Regardless of where you live, it’s important to designate an agent for service of process in your state. This is a person or company that is authorized to receive legal papers on behalf of a corporation. An agent for service of process should be available during normal business hours, primarily because they will have to accept the documents personally and then forward them to you. The address listed on the document may not be their primary office location, so don’t hesitate to ask if necessary—just make sure it’s in the same state as your company!
The best way to ensure that this task gets done properly is by asking your attorney if he or she can assist with this step (many offer discounted rates for small businesses.) If not, there are other ways:
If you do choose to form a board of directors for your corporation, it’s important to note that this group is not technically required by law. However, if your corporation does have one, the members of the board are responsible for overseeing the overall management and operation of the company.
The bylaws are the rules of your organization. They usually cover things like membership requirements and voting rights. The bylaws should include a clause stating that any amendments to the bylaws require approval from both the board of directors and members in order for them to take effect. This will ensure that no changes can be made without consensus from the entire group, which is especially important if there’s ever a dispute between different factions or interests within your business entity.
Write up your proposed set of bylaws and make sure they’re approved by your board of directors before submitting them for ratification at an annual meeting (see below). The standard format has been around since 1844 and typically includes five sections:
If you will be conducting business outside the state of Mississippi, you will need to register with that state. Additionally, if you are filing for a C corporation in Mississippi and your company will have employees or operate in multiple states, it is possible that you’ll need to register with the IRS as well. This means registering with the IRS under subchapter S of Chapter 1 of Subtitle A of the Internal Revenue Code.
To do this, file Form 2553 (Election by a Small Business Corporation) with your local tax commission office before January 15th each year. You should also submit an annual report every year on or before December 15th (or within 60 days after any changes occur).

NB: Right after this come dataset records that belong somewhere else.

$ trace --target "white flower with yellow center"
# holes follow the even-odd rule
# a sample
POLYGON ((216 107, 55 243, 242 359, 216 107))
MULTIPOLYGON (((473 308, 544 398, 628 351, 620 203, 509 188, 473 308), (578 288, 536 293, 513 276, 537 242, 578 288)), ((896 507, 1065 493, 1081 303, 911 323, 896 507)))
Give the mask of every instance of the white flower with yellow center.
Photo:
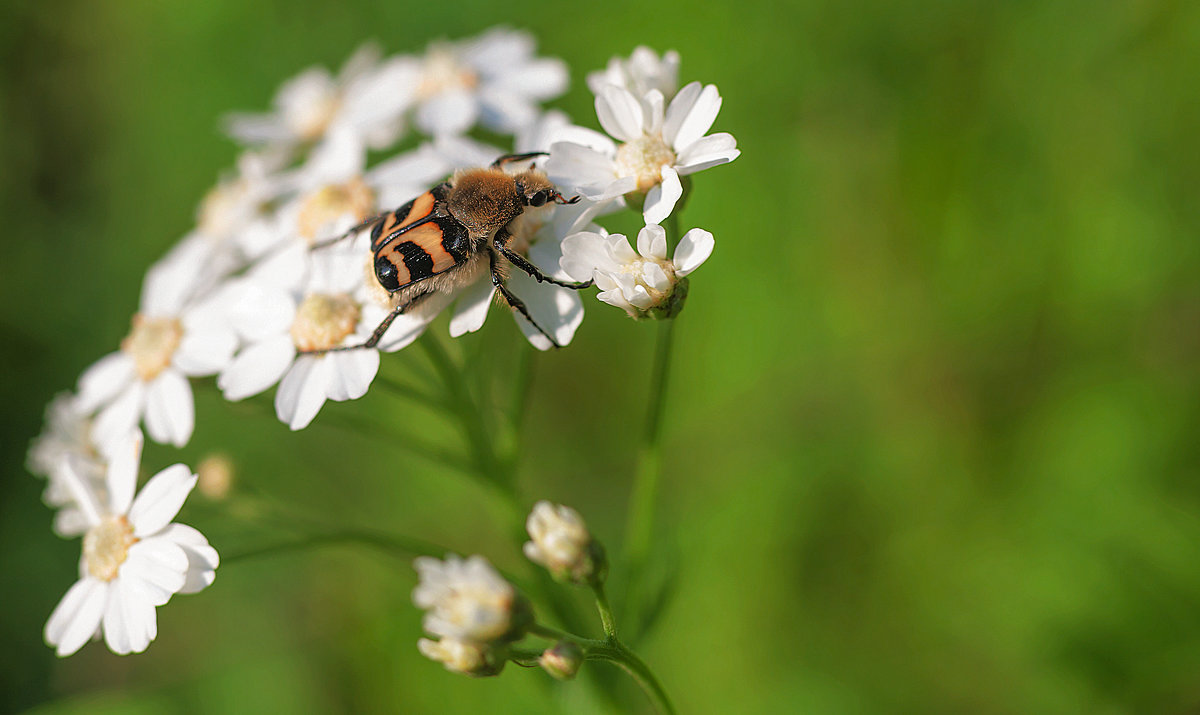
POLYGON ((399 58, 381 61, 379 48, 365 45, 337 77, 323 67, 305 70, 279 88, 274 111, 231 115, 226 130, 248 145, 284 149, 348 130, 372 149, 384 149, 403 133, 416 81, 399 58))
POLYGON ((532 124, 538 105, 567 88, 566 65, 534 55, 524 32, 492 30, 460 42, 434 42, 408 61, 418 79, 416 124, 433 136, 462 134, 476 123, 511 134, 532 124))
POLYGON ((188 377, 216 374, 233 357, 237 338, 220 307, 193 299, 202 277, 190 273, 187 258, 172 252, 150 269, 121 349, 79 378, 78 408, 96 413, 96 444, 124 436, 143 417, 154 441, 187 444, 195 426, 188 377))
POLYGON ((693 228, 667 258, 667 232, 650 224, 638 232, 637 250, 621 234, 576 233, 563 239, 563 270, 575 280, 596 281, 600 300, 643 318, 669 311, 680 279, 712 254, 713 236, 693 228))
POLYGON ((587 85, 592 94, 600 94, 610 84, 624 87, 638 97, 657 89, 670 100, 679 89, 679 53, 668 50, 659 57, 649 47, 639 46, 629 59, 614 57, 605 69, 588 73, 587 85))
POLYGON ((429 611, 425 630, 434 635, 485 645, 516 640, 532 621, 529 604, 482 556, 422 556, 413 565, 413 603, 429 611))
POLYGON ((622 195, 644 196, 646 223, 662 223, 683 196, 681 176, 726 164, 741 153, 725 132, 705 133, 716 121, 721 95, 715 85, 692 82, 666 104, 651 89, 635 95, 606 84, 596 96, 596 114, 609 137, 586 129, 550 148, 546 173, 563 191, 593 201, 622 195))
POLYGON ((276 382, 275 411, 294 430, 327 399, 356 400, 379 370, 376 349, 330 350, 366 342, 387 311, 363 299, 362 248, 310 252, 293 244, 255 266, 227 291, 242 348, 217 378, 230 400, 276 382))
POLYGON ((99 496, 64 458, 63 479, 87 522, 79 581, 46 622, 46 642, 67 656, 104 634, 114 653, 140 653, 158 633, 155 608, 212 583, 217 552, 199 531, 171 523, 196 477, 182 464, 162 470, 134 497, 142 439, 115 451, 99 496))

An EIN is a nine-digit number that the IRS assigns to businesses. The business uses this number as its identifying number for tax purposes. In other words, it’s kind of like your social security number for your business—you need it to report business income and pay taxes on that income, so you have all kinds of legal obligations to keep track of it properly.

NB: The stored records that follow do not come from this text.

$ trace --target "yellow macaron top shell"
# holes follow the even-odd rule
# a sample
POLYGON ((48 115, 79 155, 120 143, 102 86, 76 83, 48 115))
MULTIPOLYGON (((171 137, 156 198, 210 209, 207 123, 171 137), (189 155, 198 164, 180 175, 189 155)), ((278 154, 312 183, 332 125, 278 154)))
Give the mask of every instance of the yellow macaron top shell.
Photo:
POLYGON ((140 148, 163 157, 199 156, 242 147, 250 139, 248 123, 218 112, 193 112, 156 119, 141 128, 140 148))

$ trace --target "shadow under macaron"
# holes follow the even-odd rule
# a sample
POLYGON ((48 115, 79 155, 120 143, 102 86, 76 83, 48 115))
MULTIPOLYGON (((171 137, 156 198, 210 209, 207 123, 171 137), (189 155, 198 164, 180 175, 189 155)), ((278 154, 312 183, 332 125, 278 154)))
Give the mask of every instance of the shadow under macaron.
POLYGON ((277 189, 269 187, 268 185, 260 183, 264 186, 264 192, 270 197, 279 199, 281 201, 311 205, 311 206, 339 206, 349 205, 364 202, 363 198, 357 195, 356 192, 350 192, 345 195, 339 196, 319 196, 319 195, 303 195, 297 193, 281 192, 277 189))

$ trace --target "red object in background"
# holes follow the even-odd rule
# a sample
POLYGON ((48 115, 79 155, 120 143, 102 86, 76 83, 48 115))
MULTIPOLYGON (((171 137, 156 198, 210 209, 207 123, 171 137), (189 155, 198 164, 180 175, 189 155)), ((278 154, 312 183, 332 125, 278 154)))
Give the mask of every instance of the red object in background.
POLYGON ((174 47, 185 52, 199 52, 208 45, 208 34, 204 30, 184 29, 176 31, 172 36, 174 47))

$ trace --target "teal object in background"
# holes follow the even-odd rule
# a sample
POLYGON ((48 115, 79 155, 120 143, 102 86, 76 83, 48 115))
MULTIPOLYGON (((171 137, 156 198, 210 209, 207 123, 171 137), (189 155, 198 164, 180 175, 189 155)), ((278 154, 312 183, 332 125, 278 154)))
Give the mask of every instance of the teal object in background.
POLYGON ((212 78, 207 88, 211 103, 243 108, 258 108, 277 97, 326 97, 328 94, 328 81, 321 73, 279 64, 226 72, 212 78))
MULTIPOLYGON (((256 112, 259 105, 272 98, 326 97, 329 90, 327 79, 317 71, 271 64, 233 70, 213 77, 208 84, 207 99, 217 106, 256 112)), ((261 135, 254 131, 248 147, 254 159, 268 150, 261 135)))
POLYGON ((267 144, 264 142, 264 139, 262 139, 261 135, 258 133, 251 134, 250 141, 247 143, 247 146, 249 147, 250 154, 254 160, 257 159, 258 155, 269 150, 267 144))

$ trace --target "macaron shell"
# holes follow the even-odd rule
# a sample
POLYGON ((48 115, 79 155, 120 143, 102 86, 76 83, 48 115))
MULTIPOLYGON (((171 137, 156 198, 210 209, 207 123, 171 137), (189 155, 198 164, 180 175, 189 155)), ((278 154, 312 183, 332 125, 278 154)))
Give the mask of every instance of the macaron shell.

The IRS requires a federal employer identification number (EIN) for any corporation or LLC with federal tax obligations, including:
Corporations are separate entities from their owners. They pay taxes on profits, and the profits are subject to double taxation: once when they’re made and again when they’re distributed as dividends. This is unlike a pass-through entity, such as an S corporation or limited liability company (LLC), which doesn’t pay corporate tax at all but instead passes through its income directly to shareholders and owners for taxation at their individual rates.
This means that you’ll have to file two sets of tax forms: one for your corporation and one for yourself as shareholder/owner.
It’s a lot of work to set up a business, but it’s worth it in the end. Once your corporation is up and running, you’ll have all the benefits of being an entrepreneur, including the flexibility to make decisions on your own terms and control over how much profit goes into your pocket each year.